Interpretation of data showing a difference in longevity between one particular group (the Generals of the First World War, Fellows of the Royal College of Physicians and Fellows of the Royal Society, as discussed in these articles, for example) compared with the population as a whole will continue to provoke discussion and argument on the cause or causes of the association. Caution though is necessary since it is one of those topics where political conviction rather than firm evidence often looms large.

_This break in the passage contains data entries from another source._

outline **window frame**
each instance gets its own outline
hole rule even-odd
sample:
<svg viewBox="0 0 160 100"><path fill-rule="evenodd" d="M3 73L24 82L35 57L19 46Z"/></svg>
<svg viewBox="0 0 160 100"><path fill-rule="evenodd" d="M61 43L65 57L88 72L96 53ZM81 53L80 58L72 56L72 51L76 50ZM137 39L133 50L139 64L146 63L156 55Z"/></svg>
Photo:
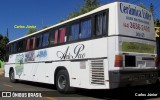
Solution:
<svg viewBox="0 0 160 100"><path fill-rule="evenodd" d="M98 15L98 14L101 14L101 13L106 13L106 34L103 34L102 36L94 36L94 34L95 34L95 16ZM84 20L88 20L88 19L91 20L91 36L89 38L84 38L84 39L83 38L81 38L81 39L78 38L78 40L71 40L71 41L69 41L69 36L71 36L71 26L73 24L79 24L79 33L80 33L80 31L81 31L81 22L84 21ZM57 44L55 44L55 43L51 44L50 43L51 32L52 32L52 34L53 34L53 32L55 34L55 30L58 30L58 37L59 37L59 35L60 35L59 29L63 28L63 27L66 28L66 34L65 34L65 36L67 36L66 41L63 42L63 43L60 43L60 40L58 38ZM108 36L108 31L109 31L109 8L107 8L105 10L102 10L102 11L99 11L99 12L96 12L96 13L93 13L93 14L88 15L88 16L82 17L80 19L73 20L73 21L70 21L68 23L65 23L65 24L53 27L51 29L45 30L43 32L40 32L40 33L37 33L37 34L34 34L34 35L31 35L29 37L23 38L26 41L26 43L25 43L26 45L25 45L25 50L23 50L21 52L27 52L27 51L37 50L37 49L44 49L44 48L55 47L55 46L59 46L59 45L65 45L65 44L71 44L71 43L76 43L76 42L81 42L81 41L88 41L88 40L92 40L92 39L98 39L98 38L102 38L102 37L107 37ZM43 44L43 38L44 38L43 35L45 33L49 34L48 35L49 36L48 37L48 45L46 45L46 46L43 47L42 46L42 44ZM38 36L38 35L42 35L41 47L36 47L36 36ZM26 50L27 40L31 39L32 37L35 37L35 44L34 44L35 48L32 48L32 49L29 48L29 50ZM21 40L22 39L20 39L18 41L21 41ZM10 43L9 45L13 45L14 43L17 44L18 41ZM29 45L30 45L30 43L29 43ZM14 52L10 52L10 54L15 54L15 53L18 53L18 52L17 51L16 52L15 51Z"/></svg>

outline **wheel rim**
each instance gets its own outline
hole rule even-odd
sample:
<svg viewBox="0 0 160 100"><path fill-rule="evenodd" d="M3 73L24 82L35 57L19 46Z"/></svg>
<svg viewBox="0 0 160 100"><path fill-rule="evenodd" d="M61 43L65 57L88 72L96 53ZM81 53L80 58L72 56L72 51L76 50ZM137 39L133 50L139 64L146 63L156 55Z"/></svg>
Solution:
<svg viewBox="0 0 160 100"><path fill-rule="evenodd" d="M60 75L58 77L58 87L60 89L64 89L66 86L66 77L64 75Z"/></svg>
<svg viewBox="0 0 160 100"><path fill-rule="evenodd" d="M14 72L11 73L11 80L14 80Z"/></svg>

One similar but possibly different group I have seen no data on longevity for is the Royal Society of Edinburgh (RSE). The Society is more broadly based than science. In addition, there was a tradition that the ‘lad o' pairts’ in the village school would receive a university education supported by a bursary. The RSE therefore had a mixed, by social origins, fellowship earlier than academies in other countries and regions. One example I often quote is Sir Thomas Symington FRSE (1915-2007), son of an Ayrshire miner who died in the flu epidemic of 1918, who became Professor of Pathology in Glasgow and then Director of the Chester Beatty Cancer Research Institute in London. Tom played golf well into his 80s (a handicap of 15 when he was 87) and had a locker close to mine in the clubhouse. On meeting while changing, we both realised that was perhaps the first and only time the function of the human fetal adrenal had been discussed in that location.

Extracting the relevant data on the longevity of the fellowship of the RSE might proved informative. I am tempted to do it if we get a miserable spell of Ayrshire winter weather or, maybe, another pandemic.

In case my fellow Fellows of both societies become too excited at the prospect of immortality, I should say that while we might or might not reach or exceed the median longevity for the male population as a whole, the maximum lifespan remains unchanged.

Andreev EM, Jdanov D, Shkolnikov VM, Leon DA. 2011. Long-term trends in the longevity of scientific elites: evidence from the British and the Russian academies of science. Population Studies 65, 319-334 doi.org/10.1080/00324728.2011.603428

Winkler-Dworak M, Kaden H. 2013. The longevity of academicians: evidence from the Saxonian Academy of Sciences and Humanities in Leipzig. Vienna Institute of Demography Working Papers, No. 3/2013, Austrian Academy of Sciences (ÖAW), Vienna Institute of Demography, Vienna .

Schuster A. 1925. On the life statistics of Fellows of the Royal Society. Proceedings of the Royal Society A 107, 368-376.